Nicole Lillis (left) in May 2001 after she graduated from basic training and Military Police school at Fort Leonard Wood, Mo.

Junior Nicole Lillis (left) with friends on Water Street in October 2006. Lillis is a U.S. Army veteran who says she is sick from vaccines given to her during basic training.


Junior Nicole Lillis' disdain for the U.S. Army and the government that controls it all comes down to a preventative measure that many in the United States and throughout the world take for granted nowadays.

It all comes down to a technological advancement that helps children ward off the flu and chicken pox.

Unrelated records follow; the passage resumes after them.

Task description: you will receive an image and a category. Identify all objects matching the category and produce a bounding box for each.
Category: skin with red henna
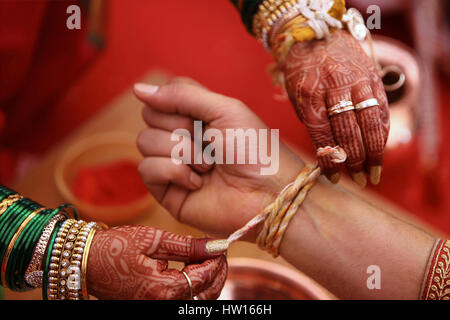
[87,226,227,300]
[284,30,389,186]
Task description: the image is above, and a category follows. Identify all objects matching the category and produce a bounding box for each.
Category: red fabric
[72,160,148,206]
[0,0,96,150]
[0,0,450,232]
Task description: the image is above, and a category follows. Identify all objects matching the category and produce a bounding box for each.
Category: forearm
[281,180,435,299]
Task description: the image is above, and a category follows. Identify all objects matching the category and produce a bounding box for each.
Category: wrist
[243,144,305,242]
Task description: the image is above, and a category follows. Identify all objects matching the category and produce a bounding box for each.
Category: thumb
[142,228,226,263]
[134,81,232,122]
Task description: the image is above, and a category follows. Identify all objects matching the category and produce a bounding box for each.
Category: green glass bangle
[5,210,44,291]
[42,221,60,300]
[0,204,38,283]
[6,210,53,291]
[0,198,33,237]
[0,203,37,270]
[14,210,55,290]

It all comes down to a series of elixirs intended to protect soldiers in the event of a biological weapon - vaccines.

"I'm not going to tell you the fluffy story of the military," she often tells people when they ask her about her time in the service.

Lillis suffers from painful symptoms that are typically associated with autoimmune disorders. Lillis said she and doctors believe the vaccines the Army gave her to take at the beginning of her military career caused her immune system to become hyperactive.

Leading researchers agree and have shown a link between military vaccines and autoimmune disorders, claims and connections that the U.S. government emphatically denies.

~Basic training

Lillis, 29, began her college education at UW-Eau Claire in 1998 as a criminal justice major. In January 2001, she decided to join the military, something she said she knew she wanted do since she was 16.

"I really wanted to see the world and travel," she said. "Everyone has their own reasons for joining. Some do it for money; some really want to do it. I just wanted to do it."

In high school, Lillis wanted to join the Air Force, but instead chose the Army, initially enlisting in the Airborne program, where she could "jump out of a perfectly good airplane."

She began her military service by reporting to Fort Leonard Wood, Mo., for basic training.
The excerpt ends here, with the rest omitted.